Monday, March 6, 2006

Organic Scriptwriting

It seems everything has become organic these days, even scriptwriting. At the London Book Fair Writing for the Screen Masterclass I attended yesterday, I counted at least 3 uses of the word ‘organic’ in relation to scriptwriting. Tim Firth said his approach to writing comedy was ‘organic’ in that he let the humour emerge from the characters rather than from one-liners he wanted to add to the script. Deborah Moggach spoke of the ‘organic’ feel to her recent adaptation of Pride and Prejudice. And Amy Jenkins, when asked if she first writes the dialogue and then adds further details, or if everything is written in parallel, agreed that it was the latter, and that this was an ‘organic ‘ process.

I’ve been to similar events as this before and though they are always incredibly useful, the limitation of the set-up is that there is never enough time to fully discuss specific issues that crop up. I’ve encountered the word organic in connection to scriptwriting a few times recently, though I can’t say that I can remember the context at this moment in time. Yesterday, after the third instance of the word ‘organic’ (there may have been more, but I stopped counting) I started to wonder exactly what they meant – it all seemed a bit vague. When I got home I decided to look up the word organic in the dictionary to help put it in context and this is what I found:

adjective 1 relating to or derived from living matter. 2 not involving or produced with chemical fertilizers or other artificial chemicals. 3 Chemistry relating to or denoting compounds containing carbon and chiefly or ultimately of biological origin. 4 relating to or affecting a bodily organ or organs. 5 (of the elements of a whole) harmoniously related. 6 characterized by natural development.
The latter two definitions proved useful. I liked Tim Firth’s assertion that he finds the comedy from the characters. As I mentioned in my first post, I get to read quite a lot of sitcoms and more often than not the characters are secondary to the jokes or slapstick situations and it just doesn’t work. When I think of my favourite sitcoms, I think of the characters and the way they relate to each other. I think Father Ted’s dreams of fame continually thwarted by Dougal, Jack or Mrs Doyle and Blackadder’s scheming destroyed by Baldrick. It’s the blueprint for any story – somebody wants something, someone or something stands in their way. In that sense, Amy Jenkins’ overall approach to writing (and it has to be said, most screenwriter’s approach to writing – why make extra work for yourself by going back and adding details, except if you are actually re-writing?) and Tim Firth’s description of creating the comedy in a story meet definition number 5 and definition number 6. If a story is about someone who wants something, then everything stems from that character which could be said to be ‘a natural development’. As such, the comedic value of a story and the scene descriptions should also be ‘harmoniously related’ elements of the whole story.

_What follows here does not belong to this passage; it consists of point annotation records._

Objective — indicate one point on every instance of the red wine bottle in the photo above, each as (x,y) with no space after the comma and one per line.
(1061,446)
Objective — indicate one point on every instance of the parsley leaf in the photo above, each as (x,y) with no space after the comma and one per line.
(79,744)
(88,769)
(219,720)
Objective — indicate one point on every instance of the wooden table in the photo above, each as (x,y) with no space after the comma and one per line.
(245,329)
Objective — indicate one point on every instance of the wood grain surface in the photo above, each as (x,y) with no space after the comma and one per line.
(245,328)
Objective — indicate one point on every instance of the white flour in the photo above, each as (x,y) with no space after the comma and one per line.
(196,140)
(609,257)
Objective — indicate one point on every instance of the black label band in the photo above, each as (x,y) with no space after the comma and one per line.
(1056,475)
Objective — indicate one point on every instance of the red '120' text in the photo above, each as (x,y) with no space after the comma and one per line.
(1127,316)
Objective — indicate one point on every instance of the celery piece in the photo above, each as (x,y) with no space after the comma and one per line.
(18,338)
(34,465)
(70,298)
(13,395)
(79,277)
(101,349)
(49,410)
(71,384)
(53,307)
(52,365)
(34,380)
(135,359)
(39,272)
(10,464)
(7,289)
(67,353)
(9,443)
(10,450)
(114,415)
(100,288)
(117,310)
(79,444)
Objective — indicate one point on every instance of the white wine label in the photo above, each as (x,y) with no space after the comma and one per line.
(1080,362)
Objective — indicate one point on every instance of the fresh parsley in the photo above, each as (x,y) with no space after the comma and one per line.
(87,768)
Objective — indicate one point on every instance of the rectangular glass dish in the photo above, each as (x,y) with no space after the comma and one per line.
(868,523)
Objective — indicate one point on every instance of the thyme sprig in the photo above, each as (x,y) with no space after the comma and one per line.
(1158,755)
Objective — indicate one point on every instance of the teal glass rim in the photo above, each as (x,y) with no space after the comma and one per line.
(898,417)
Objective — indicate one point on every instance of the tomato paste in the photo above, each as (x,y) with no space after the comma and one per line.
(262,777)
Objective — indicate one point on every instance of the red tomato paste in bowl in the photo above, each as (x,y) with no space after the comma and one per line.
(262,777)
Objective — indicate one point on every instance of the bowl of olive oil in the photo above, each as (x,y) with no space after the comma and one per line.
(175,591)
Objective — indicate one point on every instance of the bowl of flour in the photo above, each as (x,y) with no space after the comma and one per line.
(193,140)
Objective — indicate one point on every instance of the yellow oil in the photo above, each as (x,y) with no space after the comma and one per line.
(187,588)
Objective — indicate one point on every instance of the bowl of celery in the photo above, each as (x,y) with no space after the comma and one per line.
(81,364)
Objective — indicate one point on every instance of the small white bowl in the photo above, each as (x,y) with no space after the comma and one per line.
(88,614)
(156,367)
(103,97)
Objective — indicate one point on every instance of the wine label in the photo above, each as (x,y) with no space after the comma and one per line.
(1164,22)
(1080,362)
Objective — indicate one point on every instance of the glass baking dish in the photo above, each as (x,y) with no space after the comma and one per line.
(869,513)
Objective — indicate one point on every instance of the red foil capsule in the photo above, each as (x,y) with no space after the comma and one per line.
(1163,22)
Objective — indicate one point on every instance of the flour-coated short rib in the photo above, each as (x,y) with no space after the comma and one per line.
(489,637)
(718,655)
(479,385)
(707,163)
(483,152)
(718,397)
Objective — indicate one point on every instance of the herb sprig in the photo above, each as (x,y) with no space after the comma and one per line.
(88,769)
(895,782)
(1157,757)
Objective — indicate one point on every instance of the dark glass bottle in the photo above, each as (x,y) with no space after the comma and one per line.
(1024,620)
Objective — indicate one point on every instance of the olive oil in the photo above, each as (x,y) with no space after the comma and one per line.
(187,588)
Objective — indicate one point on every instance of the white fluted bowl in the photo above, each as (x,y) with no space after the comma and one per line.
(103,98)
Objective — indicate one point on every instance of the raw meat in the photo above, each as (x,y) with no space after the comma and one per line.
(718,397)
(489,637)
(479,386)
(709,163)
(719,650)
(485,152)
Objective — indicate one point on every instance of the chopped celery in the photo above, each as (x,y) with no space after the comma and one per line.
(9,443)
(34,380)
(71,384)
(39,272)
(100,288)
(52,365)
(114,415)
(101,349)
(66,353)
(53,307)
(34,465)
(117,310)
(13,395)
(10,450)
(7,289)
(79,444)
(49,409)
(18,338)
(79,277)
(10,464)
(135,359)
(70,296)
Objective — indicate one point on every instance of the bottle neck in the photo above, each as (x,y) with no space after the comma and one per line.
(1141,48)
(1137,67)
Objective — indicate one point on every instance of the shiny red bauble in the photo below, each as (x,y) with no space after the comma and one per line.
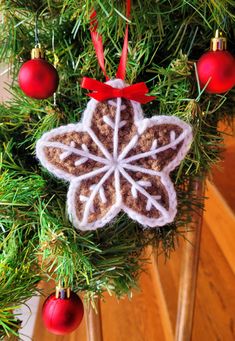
(38,78)
(219,67)
(61,316)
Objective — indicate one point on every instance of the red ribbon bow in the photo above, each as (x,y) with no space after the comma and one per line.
(136,92)
(101,92)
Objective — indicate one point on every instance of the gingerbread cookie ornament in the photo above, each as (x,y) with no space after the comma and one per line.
(117,160)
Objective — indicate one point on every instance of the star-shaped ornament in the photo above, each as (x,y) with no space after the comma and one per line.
(117,160)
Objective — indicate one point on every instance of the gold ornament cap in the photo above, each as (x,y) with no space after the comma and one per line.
(62,292)
(37,52)
(219,42)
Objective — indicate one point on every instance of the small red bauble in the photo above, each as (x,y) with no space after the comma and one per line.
(64,314)
(217,66)
(220,67)
(38,78)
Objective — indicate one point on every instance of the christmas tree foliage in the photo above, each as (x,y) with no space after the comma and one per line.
(166,38)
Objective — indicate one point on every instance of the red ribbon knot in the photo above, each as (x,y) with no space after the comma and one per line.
(101,91)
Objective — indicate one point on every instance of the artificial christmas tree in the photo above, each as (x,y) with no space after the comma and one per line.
(37,239)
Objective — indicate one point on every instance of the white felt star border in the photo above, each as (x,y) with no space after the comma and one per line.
(107,179)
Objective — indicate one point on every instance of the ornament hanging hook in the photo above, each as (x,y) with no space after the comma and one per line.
(36,35)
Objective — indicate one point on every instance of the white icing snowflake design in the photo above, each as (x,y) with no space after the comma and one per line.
(116,159)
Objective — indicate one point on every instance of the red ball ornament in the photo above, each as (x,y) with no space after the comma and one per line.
(38,78)
(217,67)
(62,312)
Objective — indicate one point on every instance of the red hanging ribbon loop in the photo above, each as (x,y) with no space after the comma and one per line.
(136,92)
(97,42)
(101,91)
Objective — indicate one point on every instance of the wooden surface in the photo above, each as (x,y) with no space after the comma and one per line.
(151,315)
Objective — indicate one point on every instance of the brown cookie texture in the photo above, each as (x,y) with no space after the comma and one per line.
(68,163)
(104,132)
(162,134)
(99,208)
(139,204)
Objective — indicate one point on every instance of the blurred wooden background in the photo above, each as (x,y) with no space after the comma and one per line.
(151,314)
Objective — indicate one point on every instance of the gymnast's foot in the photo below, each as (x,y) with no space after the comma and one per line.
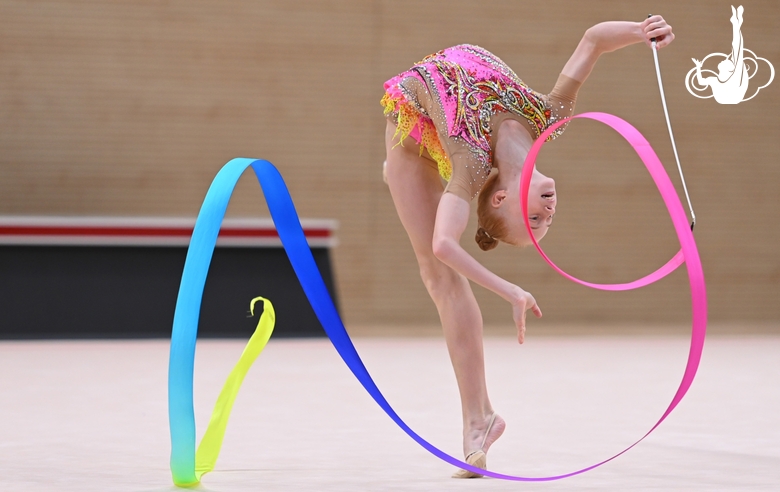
(479,439)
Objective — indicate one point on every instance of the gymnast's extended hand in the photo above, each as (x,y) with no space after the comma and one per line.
(452,217)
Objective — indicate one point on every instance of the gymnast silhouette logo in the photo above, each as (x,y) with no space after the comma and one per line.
(730,84)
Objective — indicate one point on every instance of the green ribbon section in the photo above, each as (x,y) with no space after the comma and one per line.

This all may seem fairly obvious but I had never really thought of describing scriptwriting as an organic process before. Certainly I agree that all aspects of the script, from the characters to the dialogue, the arena and the pacing should fit together with no one aspect of the craft of writing overtaking another. But perhaps because writing a script can so often be such a laborious, painful process I didn’t associate it with being either harmonious or natural.

On that note, I’m off to start chopping carrots for dinner (organic carrots, of course!).